Nuestro conductor y enólogo, Cristian Moor, analiza una tendencia que se viene con todo: los vinos con bajo o sin alcohol.
El auge de los vinos sin alcohol abre un debate intenso e interesante dentro del mundo del vino. ¿Estamos frente a una herejía moderna, a una evolución lógica o simplemente a una nueva rama del mismo árbol milenario que se vuelve una moda? Creo que para responder a estas preguntas, primero tenemos que mirar hacia atrás: hacia la historia larga, profunda y simbólica del vino tal como lo conocemos. Un vino que nació con alcohol, porque así nació la fermentación, porque así nació la cultura.
El vino fermentado —el vino con alcohol— es la bebida más antigua del mundo. Acompañó a la humanidad desde que el ser humano comprendió que un racimo olvidado podía convertirse en un líquido que hablaba de la tierra, sol, tiempo, cultura y mucho más. Fue moneda, medicina, alimento y rito. En la Grecia clásica simbolizó civilización; en la Roma imperial, poder; en la Edad Media, refugio. Y en la tradición cristiana se convirtió directamente en misterio y símbolo: la sangre de Cristo.
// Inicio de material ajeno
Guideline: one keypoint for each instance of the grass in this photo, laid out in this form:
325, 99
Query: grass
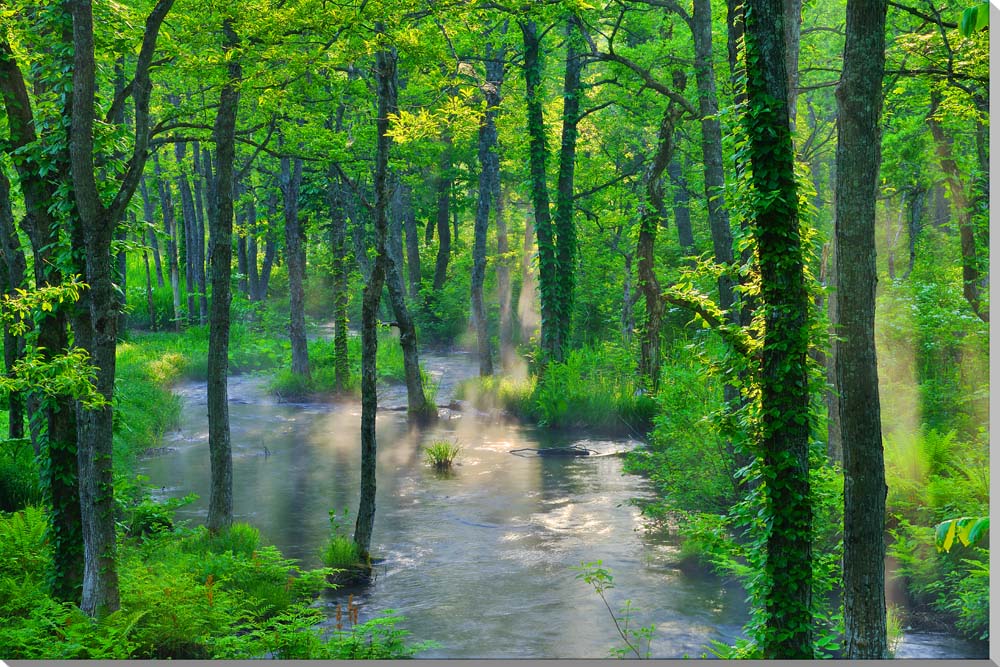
442, 454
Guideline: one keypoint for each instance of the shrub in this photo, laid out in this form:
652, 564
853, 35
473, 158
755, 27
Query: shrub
442, 454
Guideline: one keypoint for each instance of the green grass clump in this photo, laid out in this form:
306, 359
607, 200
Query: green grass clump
442, 454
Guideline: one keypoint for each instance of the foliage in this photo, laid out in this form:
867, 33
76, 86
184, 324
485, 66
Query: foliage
442, 453
637, 640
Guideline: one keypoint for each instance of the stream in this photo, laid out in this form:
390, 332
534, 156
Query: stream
478, 560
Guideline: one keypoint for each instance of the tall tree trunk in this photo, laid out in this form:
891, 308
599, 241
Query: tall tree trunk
489, 163
443, 211
565, 229
220, 503
149, 216
338, 248
167, 208
649, 223
295, 255
417, 408
682, 212
963, 209
859, 107
784, 384
190, 232
13, 267
503, 280
385, 72
412, 243
548, 266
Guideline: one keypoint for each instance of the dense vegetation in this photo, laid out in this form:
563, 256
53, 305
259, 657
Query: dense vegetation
726, 229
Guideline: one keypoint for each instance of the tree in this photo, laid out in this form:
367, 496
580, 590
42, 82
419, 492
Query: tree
859, 102
784, 401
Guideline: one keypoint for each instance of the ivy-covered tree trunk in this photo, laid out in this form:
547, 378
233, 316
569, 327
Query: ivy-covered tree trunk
489, 164
385, 73
13, 267
784, 435
54, 421
859, 107
295, 257
564, 227
220, 502
548, 268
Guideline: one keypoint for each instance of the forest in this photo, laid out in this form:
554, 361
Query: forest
486, 329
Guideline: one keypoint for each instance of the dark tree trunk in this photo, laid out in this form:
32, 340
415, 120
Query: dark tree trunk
784, 384
95, 324
220, 503
859, 107
338, 247
13, 267
149, 216
443, 213
548, 266
54, 420
963, 209
385, 71
649, 223
489, 163
417, 407
565, 230
167, 208
682, 212
295, 255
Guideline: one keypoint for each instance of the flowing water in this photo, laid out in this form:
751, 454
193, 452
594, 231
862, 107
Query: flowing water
478, 560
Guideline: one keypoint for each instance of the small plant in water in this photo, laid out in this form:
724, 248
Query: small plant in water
637, 641
442, 453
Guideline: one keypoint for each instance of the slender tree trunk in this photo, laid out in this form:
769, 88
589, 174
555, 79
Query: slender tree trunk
385, 71
295, 254
167, 208
412, 243
963, 209
565, 229
443, 209
489, 162
338, 247
220, 503
149, 216
859, 107
682, 212
418, 408
548, 266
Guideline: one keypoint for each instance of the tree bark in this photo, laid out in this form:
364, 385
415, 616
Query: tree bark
295, 255
784, 383
385, 71
963, 209
167, 208
859, 107
220, 503
489, 164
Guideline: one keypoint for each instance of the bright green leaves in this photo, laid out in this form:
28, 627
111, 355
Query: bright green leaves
968, 530
974, 19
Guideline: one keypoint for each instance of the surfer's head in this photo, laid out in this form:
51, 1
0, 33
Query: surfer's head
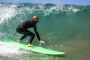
35, 18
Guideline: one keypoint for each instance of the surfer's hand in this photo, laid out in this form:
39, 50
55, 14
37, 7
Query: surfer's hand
42, 41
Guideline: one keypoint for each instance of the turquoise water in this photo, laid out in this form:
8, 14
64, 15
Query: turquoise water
63, 28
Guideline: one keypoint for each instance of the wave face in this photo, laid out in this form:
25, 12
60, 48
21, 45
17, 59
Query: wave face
64, 26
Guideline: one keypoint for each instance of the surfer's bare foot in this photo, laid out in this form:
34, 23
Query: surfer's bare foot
42, 41
19, 41
30, 45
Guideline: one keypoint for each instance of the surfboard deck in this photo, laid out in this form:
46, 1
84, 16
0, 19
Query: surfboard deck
35, 49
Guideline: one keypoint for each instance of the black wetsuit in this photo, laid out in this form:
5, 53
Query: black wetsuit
22, 29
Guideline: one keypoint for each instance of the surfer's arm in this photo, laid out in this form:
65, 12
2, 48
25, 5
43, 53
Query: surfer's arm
37, 34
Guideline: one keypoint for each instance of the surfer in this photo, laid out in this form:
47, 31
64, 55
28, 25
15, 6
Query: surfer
23, 29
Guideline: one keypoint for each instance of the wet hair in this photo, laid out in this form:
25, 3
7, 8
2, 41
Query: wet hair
35, 17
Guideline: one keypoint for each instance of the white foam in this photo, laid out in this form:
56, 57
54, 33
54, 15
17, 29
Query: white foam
6, 49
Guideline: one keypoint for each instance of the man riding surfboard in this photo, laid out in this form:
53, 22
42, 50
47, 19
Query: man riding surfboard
23, 29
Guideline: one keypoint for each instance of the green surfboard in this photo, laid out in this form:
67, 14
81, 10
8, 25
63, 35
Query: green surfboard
35, 49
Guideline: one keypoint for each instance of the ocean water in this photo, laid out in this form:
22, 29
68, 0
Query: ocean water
63, 27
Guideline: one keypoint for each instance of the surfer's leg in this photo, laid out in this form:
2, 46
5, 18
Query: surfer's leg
31, 38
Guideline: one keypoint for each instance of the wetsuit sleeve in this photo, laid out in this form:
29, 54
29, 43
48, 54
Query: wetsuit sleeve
37, 34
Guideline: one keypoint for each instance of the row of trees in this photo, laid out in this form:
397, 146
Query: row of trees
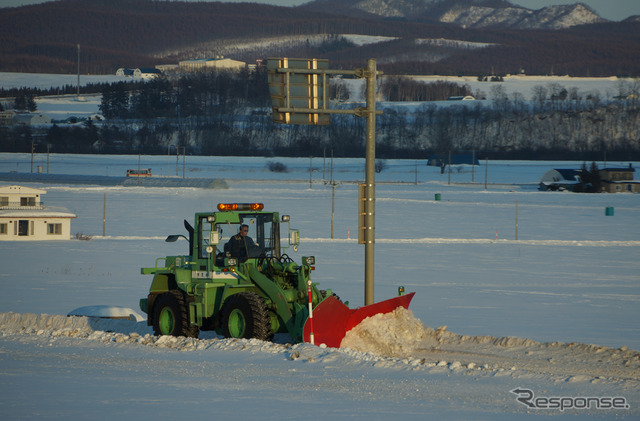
223, 114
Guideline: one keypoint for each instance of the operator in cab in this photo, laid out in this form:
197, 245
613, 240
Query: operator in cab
241, 246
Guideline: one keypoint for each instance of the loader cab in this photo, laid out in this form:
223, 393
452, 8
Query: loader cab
215, 230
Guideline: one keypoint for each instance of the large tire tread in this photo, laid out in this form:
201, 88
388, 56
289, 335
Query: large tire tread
176, 301
256, 314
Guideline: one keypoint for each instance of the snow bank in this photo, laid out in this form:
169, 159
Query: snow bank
394, 340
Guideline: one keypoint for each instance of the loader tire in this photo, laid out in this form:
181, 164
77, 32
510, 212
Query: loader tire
245, 315
170, 316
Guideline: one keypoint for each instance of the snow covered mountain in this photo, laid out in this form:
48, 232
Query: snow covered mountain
471, 13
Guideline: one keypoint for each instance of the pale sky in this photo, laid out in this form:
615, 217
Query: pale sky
609, 9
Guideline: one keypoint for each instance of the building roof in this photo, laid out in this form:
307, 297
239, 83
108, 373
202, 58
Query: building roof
20, 190
36, 213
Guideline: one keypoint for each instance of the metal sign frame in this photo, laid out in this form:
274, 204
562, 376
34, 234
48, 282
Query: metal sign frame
290, 108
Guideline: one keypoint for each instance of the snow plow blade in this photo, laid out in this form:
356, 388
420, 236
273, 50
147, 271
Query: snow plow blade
332, 319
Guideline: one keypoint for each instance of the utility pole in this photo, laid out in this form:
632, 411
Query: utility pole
78, 85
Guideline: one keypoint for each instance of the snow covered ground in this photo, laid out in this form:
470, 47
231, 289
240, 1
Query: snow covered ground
554, 312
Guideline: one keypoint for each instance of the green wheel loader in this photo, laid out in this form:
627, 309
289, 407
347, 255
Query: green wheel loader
246, 287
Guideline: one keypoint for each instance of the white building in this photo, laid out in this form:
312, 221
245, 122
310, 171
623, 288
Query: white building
23, 216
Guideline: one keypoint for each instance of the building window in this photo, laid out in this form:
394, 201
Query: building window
23, 228
27, 201
54, 229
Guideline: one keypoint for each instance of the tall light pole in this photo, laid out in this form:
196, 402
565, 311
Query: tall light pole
370, 184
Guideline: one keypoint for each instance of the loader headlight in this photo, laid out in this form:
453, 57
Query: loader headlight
225, 207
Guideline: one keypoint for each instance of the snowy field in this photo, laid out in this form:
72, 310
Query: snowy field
62, 107
554, 312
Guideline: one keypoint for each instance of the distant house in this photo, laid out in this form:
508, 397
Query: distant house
561, 179
619, 180
440, 160
23, 216
218, 63
141, 72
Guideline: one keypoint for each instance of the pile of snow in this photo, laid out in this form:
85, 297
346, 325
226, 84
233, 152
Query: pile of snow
108, 312
393, 340
395, 334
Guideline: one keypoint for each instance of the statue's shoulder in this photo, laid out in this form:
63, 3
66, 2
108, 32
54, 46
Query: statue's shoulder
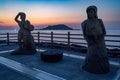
84, 22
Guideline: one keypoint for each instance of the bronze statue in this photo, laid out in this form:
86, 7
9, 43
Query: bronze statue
25, 39
94, 31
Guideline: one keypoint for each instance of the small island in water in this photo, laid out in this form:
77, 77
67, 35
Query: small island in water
57, 27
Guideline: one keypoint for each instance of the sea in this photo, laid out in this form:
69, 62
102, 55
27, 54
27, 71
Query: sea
109, 32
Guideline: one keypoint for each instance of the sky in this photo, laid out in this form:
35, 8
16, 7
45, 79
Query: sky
51, 12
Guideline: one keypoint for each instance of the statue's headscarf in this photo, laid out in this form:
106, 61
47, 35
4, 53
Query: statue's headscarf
92, 8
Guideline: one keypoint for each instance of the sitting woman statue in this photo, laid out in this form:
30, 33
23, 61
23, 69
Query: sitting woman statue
94, 31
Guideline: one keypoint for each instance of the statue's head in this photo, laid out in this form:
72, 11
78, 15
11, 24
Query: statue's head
23, 16
92, 12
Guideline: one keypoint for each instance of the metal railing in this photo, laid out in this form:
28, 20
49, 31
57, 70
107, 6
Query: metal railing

No es un detalle menor: ningún otro producto agrícola alcanzó semejante densidad espiritual.
Por eso es comprensible que muchos miren los vinos sin alcohol con recelo: sienten que tocan una fibra sensible, ancestral, con mucha historia para contar, que en definitiva, todos queremos compartir. Como si al extraer el alcohol se vaciara también parte del sentido histórico del vino.
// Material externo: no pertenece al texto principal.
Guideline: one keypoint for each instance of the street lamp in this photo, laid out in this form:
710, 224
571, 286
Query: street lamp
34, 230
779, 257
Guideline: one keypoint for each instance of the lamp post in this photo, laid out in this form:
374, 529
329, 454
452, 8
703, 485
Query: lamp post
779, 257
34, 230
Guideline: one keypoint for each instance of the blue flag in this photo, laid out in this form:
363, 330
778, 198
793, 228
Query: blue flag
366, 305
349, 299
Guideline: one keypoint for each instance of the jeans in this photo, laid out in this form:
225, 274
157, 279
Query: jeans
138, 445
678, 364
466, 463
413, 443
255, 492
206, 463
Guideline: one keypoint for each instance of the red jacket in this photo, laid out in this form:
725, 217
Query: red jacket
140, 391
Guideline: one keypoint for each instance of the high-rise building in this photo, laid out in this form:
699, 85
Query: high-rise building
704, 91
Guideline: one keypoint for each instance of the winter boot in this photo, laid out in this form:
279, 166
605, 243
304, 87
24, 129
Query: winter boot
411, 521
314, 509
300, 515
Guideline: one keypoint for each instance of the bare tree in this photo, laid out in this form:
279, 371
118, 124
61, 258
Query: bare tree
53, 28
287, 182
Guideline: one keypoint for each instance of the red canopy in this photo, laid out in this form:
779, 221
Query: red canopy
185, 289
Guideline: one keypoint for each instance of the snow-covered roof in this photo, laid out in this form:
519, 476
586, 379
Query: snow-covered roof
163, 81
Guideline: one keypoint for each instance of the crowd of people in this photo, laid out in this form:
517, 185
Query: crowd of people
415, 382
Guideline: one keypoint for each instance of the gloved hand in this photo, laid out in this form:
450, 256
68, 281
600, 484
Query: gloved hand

Y sin embargo, el mundo cambia. Cambian los hábitos, las prioridades, la relación con la salud, las formas de disfrutar. Los vinos desalcoholizados, creemos que no vienen a reemplazar esa tradición —sería imposible— sino a convivir con ella. Su irrupción responde a nuevas necesidades: disfrutar del ritual sin perder claridad mental, brindar sin restricciones médicas, compartir sin consecuencias. Son otra puerta de entrada, no una reemplazo a la historia.
Pero es importante poner las cosas en su lugar: el vino con alcohol seguirá siendo el corazón simbólico, cultural y espiritual de esta bebida. El vino sin alcohol, en cambio, es una opción moderna, útil, válida, pero hija de su tiempo.
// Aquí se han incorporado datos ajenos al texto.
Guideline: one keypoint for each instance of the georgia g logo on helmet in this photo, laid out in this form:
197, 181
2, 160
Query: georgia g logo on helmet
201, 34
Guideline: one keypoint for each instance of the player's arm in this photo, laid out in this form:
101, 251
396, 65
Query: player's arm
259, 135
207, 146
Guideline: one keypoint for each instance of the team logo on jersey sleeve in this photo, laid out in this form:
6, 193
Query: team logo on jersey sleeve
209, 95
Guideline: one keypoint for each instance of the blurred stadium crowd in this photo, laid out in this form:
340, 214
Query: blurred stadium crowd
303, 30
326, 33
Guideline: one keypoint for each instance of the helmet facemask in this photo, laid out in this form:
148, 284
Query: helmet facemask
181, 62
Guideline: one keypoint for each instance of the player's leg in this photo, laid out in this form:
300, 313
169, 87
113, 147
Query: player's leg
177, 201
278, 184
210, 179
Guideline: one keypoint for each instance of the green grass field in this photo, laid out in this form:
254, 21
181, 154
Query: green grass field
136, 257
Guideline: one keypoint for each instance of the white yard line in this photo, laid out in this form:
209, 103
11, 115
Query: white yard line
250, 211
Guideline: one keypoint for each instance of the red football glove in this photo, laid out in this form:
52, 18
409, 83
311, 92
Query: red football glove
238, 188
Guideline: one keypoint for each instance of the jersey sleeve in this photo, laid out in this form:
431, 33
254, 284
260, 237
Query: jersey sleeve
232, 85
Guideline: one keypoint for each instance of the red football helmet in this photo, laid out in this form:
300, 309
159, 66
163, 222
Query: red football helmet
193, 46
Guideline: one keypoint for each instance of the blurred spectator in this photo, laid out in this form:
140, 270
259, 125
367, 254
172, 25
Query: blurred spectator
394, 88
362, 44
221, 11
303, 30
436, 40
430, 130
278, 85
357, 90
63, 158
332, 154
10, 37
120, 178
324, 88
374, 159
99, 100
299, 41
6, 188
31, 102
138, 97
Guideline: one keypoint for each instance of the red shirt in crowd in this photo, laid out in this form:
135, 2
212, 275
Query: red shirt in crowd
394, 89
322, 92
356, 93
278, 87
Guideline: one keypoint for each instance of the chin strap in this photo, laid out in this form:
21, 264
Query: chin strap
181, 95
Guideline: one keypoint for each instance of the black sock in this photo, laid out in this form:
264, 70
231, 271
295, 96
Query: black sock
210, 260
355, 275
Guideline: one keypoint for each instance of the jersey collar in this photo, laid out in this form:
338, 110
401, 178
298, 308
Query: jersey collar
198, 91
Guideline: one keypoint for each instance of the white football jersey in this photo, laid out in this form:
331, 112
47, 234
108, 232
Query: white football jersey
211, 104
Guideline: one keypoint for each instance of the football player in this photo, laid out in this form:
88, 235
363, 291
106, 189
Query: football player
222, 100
Lo importante es que el sector vitivinícola trate esta categoría con seriedad técnica, ya hay bodegas trabajando muy bien para que la experiencia no sea un simulacro sino un verdadero camino sensorial. Y que el consumidor entienda que elegir un vino sin alcohol no lo desconecta de la cultura, sino que lo conecta de otra manera, más liviana, más consciente y para ciertas ocasiones.
Quizás la pregunta correcta no sea “¿son vinos de verdad?”, sino “¿qué lugar pueden ocupar?”.
Y en un mundo que busca alternativas sin renunciar al sentido, quizás esa rama permita que más personas puedan seguir disfrutando de la bebida con mas historia en el mundo.